The principles she used to guide the team to success aren't that different from what anyone needing a boost in self-confidence might use. "Set goals, be accountable, go deep to where the fear and reluctance starts," Gibson says. "What drives you? Find out what childhood events trigger your doubts. Practice affirmations, and most of all, focus on what you do right."
And persevere. "Don't give up," Benson says. "Believe in yourself. Find an advocate. Life will throw you some curve balls, but believe you will come out on the other side. And you will." ♦
10 Ways to Boost Your Confidence
1. Greet yourself in the mirror with positive words. Appreciate all that your body, mind, and spirit does for you.
2Set an intention for the day. What do you want to happen, to manifest for yourself?
3. Create "I am... " affirmative statements, such as "I am a strong competitor" or "I am bursting with positive energy." Post them where you can see them.
4. Put in the effort. As tennis star Arthur Ashe said, "One important key to success is self-confidence. A key to self-confidence is preparation."
5. It only takes 20 seconds of courage.
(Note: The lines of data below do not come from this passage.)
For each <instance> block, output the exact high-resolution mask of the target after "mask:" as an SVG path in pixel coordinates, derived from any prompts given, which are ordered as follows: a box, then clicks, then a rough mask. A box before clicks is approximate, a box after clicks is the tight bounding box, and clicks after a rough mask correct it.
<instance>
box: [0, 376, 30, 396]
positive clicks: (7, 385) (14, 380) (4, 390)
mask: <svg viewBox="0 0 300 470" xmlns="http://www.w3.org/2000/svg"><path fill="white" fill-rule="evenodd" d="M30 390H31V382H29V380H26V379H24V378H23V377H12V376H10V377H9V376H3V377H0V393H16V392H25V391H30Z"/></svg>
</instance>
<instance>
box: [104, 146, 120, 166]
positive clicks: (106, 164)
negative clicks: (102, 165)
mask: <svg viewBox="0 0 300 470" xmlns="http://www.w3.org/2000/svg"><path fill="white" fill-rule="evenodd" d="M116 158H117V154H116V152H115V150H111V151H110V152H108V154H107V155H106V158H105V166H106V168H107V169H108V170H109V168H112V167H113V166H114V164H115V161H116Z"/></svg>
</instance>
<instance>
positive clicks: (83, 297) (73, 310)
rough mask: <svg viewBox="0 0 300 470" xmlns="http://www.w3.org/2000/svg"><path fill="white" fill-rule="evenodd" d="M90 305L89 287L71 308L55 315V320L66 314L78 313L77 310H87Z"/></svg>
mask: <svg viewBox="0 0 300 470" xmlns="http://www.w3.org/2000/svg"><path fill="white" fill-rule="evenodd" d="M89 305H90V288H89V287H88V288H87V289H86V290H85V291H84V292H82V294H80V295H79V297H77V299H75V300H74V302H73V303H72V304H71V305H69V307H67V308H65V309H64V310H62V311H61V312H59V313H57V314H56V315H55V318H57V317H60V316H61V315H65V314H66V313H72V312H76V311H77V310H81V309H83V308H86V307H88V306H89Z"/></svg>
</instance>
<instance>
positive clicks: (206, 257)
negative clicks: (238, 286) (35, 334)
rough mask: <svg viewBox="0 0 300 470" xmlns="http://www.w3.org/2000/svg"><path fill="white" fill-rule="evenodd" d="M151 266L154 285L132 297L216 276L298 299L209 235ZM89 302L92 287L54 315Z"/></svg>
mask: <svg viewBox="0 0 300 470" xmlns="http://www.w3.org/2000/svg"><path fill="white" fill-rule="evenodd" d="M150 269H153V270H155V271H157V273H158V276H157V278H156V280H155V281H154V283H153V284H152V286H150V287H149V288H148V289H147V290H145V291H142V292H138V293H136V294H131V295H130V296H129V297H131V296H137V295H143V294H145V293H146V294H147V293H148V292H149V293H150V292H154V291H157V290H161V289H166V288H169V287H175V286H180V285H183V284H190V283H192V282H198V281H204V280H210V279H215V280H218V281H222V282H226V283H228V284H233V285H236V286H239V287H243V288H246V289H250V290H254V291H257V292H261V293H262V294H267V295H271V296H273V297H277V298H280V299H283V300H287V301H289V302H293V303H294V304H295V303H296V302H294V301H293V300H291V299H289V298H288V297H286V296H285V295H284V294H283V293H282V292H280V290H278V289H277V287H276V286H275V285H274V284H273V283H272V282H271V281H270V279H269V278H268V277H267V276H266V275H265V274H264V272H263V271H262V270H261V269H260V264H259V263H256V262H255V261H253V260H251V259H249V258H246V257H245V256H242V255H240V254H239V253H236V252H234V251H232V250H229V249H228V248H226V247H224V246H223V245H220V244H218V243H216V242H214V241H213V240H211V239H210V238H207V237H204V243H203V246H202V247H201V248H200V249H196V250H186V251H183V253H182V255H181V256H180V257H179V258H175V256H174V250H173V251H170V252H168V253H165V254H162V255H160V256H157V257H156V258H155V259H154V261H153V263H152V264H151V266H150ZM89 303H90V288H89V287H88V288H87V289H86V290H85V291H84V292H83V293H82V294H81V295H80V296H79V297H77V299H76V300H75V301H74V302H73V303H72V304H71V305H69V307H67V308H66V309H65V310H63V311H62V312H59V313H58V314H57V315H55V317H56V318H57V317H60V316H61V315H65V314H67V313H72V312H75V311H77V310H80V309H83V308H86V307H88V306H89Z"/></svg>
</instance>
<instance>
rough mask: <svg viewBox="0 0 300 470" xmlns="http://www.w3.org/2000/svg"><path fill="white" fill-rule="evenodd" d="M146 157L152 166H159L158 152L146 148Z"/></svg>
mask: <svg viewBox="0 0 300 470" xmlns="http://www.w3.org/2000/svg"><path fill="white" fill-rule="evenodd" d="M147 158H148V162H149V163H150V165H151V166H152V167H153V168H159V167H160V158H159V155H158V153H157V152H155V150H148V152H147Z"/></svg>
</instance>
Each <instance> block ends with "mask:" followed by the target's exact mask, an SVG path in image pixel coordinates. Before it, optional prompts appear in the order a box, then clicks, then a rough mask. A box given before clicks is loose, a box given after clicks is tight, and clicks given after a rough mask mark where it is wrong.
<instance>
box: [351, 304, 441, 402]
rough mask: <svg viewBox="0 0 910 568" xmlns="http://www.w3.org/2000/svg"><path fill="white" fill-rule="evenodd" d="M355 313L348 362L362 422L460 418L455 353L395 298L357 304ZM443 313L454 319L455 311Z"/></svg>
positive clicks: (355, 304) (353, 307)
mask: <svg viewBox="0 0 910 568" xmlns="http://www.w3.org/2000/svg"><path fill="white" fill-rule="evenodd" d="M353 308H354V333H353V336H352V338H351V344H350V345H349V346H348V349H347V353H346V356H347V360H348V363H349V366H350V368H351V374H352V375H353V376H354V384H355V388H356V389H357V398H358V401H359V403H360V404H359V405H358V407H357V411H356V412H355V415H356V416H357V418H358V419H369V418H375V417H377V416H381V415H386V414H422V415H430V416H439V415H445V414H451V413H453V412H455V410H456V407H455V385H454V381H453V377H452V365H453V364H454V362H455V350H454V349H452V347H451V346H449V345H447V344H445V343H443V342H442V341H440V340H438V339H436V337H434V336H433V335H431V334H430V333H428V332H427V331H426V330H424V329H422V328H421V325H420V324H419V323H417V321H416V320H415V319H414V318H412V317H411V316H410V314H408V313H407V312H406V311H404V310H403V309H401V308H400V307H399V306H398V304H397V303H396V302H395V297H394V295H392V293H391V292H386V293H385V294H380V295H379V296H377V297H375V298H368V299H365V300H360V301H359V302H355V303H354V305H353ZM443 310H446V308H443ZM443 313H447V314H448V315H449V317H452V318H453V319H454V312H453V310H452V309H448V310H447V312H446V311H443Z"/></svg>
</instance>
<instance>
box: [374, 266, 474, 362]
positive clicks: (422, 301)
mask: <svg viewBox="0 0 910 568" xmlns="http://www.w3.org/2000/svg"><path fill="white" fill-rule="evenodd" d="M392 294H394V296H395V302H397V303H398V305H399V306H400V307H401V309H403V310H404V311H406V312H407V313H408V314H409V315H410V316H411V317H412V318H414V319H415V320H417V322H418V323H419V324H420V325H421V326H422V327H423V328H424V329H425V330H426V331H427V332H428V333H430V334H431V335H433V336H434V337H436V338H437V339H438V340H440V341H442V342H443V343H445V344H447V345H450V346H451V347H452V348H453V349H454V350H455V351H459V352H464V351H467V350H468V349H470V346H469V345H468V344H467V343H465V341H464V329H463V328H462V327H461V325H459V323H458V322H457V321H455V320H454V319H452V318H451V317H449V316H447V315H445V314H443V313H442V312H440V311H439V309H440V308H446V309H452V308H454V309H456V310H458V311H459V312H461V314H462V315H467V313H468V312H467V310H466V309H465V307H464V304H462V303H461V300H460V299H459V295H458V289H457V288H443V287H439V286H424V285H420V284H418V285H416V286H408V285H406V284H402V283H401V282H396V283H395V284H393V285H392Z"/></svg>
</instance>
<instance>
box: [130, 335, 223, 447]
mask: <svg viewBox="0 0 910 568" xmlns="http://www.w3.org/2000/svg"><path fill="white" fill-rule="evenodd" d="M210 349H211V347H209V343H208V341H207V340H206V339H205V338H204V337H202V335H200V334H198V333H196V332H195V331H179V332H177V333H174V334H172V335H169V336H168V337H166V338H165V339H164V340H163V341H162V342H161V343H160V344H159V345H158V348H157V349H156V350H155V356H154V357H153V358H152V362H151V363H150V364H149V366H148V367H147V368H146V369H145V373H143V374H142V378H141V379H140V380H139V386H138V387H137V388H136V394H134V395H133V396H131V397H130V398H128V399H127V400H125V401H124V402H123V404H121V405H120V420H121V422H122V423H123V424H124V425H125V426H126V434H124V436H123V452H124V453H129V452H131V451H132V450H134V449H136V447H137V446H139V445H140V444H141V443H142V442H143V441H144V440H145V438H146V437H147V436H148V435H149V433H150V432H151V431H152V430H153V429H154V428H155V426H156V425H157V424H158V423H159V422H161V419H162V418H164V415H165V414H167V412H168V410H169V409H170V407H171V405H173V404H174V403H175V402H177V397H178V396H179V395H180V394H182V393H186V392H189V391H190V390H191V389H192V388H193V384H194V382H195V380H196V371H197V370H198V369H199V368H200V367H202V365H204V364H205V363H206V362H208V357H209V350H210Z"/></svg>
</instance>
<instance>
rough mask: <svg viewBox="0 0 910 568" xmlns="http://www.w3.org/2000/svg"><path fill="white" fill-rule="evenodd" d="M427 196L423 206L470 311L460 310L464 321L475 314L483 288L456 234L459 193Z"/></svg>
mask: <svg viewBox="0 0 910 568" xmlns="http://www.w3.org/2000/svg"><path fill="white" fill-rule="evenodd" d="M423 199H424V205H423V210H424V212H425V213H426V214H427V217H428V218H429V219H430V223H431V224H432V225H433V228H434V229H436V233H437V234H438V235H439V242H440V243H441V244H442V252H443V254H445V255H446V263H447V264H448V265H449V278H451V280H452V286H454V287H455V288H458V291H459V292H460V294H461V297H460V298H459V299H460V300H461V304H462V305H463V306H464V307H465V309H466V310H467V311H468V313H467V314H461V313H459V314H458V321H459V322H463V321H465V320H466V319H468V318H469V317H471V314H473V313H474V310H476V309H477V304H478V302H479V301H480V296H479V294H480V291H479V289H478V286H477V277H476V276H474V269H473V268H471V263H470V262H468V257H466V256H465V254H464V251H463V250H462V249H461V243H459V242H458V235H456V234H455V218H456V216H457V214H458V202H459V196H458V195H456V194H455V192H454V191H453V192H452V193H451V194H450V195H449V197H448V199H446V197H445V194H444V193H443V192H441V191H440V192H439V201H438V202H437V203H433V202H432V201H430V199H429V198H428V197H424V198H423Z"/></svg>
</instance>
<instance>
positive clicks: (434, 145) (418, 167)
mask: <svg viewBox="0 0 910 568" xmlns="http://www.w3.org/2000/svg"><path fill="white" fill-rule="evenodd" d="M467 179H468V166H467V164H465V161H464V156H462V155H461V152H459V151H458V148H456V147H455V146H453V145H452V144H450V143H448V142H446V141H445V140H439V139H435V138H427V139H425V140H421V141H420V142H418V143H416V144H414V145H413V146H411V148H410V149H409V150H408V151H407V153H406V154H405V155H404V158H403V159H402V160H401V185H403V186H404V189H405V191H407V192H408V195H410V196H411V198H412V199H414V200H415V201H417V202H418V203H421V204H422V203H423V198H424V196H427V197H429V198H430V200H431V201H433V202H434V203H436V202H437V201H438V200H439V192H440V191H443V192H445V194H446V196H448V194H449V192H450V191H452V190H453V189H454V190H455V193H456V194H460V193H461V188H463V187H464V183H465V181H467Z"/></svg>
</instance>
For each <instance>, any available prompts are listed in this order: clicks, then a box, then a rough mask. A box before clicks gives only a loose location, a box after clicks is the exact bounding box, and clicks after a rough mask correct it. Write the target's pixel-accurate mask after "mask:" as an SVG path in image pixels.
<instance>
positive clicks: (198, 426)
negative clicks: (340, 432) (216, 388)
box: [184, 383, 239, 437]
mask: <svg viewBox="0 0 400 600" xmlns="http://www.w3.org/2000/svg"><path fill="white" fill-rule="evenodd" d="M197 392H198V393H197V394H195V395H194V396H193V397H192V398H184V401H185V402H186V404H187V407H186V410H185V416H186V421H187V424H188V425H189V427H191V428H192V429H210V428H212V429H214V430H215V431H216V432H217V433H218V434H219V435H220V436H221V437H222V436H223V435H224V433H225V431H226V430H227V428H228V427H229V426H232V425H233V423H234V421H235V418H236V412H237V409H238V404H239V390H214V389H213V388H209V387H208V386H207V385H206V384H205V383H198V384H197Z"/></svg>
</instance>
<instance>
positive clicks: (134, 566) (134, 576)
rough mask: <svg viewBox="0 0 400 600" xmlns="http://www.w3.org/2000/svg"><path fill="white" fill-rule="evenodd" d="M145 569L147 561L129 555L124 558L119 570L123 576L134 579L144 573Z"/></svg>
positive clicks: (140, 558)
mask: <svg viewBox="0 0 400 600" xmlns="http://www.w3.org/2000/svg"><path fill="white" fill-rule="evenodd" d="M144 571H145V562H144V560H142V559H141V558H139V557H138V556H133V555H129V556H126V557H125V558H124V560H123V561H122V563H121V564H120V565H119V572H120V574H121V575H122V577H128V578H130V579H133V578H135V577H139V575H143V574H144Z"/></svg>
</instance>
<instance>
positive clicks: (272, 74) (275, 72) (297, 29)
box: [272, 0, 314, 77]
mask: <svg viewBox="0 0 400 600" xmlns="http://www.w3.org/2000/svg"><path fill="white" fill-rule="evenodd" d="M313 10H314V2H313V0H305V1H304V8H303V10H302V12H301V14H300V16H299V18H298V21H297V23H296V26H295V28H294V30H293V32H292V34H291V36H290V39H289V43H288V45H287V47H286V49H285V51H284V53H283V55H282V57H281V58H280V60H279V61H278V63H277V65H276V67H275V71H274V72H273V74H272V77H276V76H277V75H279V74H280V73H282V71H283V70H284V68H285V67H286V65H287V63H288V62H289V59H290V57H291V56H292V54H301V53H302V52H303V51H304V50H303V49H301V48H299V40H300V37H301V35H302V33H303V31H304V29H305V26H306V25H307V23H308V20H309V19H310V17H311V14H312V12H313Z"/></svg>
Push through fear. Feel the fear and do it anyway.
6. Action is key, and wherever you are is the perfect place to start.
7. Start an accomplishment list. Look at yourself through the lens of success. When the task, meeting, sporting event, etc. is complete, take a moment to affirm what you learned, what you did right.
8. Accept compliments without dismissing yourself. Simply say " I appreciate you saying that."
9. Ask for help when you need it and express gratitude. Say "thank you."
10. And always, don't forget to breathe. Big inhale... and then exhale, pushing all the old, stale air out.